The paper notes that the model performs well at 512x512px, even though trained on images half that size. The base Stable Diffusion checkpoint is trained, at greater expense of time and resources, at a native 512x512px; though the paper does not bring up the point, SD’s most stable native performance resolution (512px512) seems to have had a beneficial effect on the fine-tuned system, despite the lower input resolution.
Classifier-Free Guidance (CFG)
InstructPix2Pix uses a novel implementation of Google’s classifier-free guidance (CFG) in order to bolster the system’s disposition to retain original structure and detail. CFG is a familiar ‘slider’ or parameter in a Stable Diffusion distribution, and controls the extent to which the generated image should be faithful to the model.
In cases where the trained data simply does not include enough material or adequate data relationships to do the user’s bidding, the user can increase CFG, usually at a penalty of image quality, so that the image is accordant with the command (though the result may often be unusable at the higher values).
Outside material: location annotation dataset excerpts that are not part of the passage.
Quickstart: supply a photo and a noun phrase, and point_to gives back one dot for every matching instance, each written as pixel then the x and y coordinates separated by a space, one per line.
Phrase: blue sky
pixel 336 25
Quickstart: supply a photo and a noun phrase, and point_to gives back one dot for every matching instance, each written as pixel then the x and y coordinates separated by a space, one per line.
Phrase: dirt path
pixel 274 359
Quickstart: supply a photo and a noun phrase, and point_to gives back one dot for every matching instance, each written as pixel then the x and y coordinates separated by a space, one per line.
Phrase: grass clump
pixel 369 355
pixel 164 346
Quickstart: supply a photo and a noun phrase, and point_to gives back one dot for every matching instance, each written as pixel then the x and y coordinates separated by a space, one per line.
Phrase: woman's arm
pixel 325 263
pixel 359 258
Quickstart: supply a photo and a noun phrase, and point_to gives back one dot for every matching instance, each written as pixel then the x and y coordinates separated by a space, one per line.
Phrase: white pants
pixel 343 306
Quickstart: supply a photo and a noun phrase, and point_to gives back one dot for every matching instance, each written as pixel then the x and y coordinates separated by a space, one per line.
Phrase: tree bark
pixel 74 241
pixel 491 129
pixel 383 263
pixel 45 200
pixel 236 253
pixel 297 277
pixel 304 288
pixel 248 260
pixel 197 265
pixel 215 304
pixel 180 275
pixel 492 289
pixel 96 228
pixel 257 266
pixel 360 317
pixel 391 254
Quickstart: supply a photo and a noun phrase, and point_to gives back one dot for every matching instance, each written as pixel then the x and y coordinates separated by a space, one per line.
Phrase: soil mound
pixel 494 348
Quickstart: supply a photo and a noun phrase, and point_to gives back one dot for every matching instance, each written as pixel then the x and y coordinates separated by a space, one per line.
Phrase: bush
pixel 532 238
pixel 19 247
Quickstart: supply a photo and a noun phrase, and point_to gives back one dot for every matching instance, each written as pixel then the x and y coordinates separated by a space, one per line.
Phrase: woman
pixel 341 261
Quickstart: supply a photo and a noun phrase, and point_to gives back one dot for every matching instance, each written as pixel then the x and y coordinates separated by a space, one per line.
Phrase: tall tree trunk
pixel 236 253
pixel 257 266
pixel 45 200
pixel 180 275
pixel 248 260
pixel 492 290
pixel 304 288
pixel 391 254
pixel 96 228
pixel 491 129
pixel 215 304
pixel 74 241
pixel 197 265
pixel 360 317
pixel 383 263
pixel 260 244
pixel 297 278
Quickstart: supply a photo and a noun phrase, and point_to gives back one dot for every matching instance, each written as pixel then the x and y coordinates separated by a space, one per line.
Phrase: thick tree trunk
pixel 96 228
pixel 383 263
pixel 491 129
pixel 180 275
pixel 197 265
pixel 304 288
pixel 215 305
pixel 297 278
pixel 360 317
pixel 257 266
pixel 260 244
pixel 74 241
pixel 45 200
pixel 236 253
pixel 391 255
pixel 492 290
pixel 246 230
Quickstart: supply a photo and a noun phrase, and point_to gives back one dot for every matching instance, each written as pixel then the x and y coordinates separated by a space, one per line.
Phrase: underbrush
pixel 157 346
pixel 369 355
Thus InstructPix2Pix features two guidance scales to accommodate this tension between fidelity to the edit instruction, and the original image.

Results

In the qualitative results above, we can see best in the first two rows that ‘adjacent data’ is holding back the full power of the transformation, as the prior systems are unable to disentangle the requirements of the new instructions from the existing composition and detail of the submitted source image.
The authors observe:
‘We notice that while SDEdit works reasonably well for cases where content remains approximately constant and style is changed, it struggles to preserve identity and isolate individual objects, especially when larger changes are desired.
‘Additionally, it requires a full output description of the desired image, rather than an editing instruction.
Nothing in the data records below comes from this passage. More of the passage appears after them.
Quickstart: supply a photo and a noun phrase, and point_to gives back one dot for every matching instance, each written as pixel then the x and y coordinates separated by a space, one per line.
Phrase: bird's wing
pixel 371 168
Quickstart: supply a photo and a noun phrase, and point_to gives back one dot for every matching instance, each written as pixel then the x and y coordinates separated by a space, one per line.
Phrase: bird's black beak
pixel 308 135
‘On the other hand, while Text2Live is able to produce convincing results for edits involving additive layers, its formulation limits the categories of edits that it can handle.’
In terms of image consistency (as determined by CLIP), the trade-off between edit-fidelity and the original image was best-handled by the new system, as opposed to both the tested implementations of SDEdit:

The authors further note:
‘[We] find that when comparing our method with SDEdit, our results have notably higher image consistency (CLIP image similarity) for the same directional similarity values.’
Conclusion
Though the project page of InstructPix2Pix has placeholders only for a code and apparently forthcoming online demo, there is already talk of integrating the system into various popular distributions of Stable Diffusion (such as the AUTOMATIC1111 repo), or – as occurs when code is laggard or the source code closed – of recreating the described approach for a potential open source implementation.
The paper states that edits are returned in an average of nine seconds on a single A100 GPU, which, historically, indicates that consumer-level setups could be expected to wait somewhere between 30-90 seconds for a result from a moderate domestic GPU.
Considering the power and faithfulness of the granular edits and amendments of which InstructPix2Pix is capable, the new scheme may bring the AI image synthesis scene a notable step closer to a post-Photoshop milestone in semantic editability.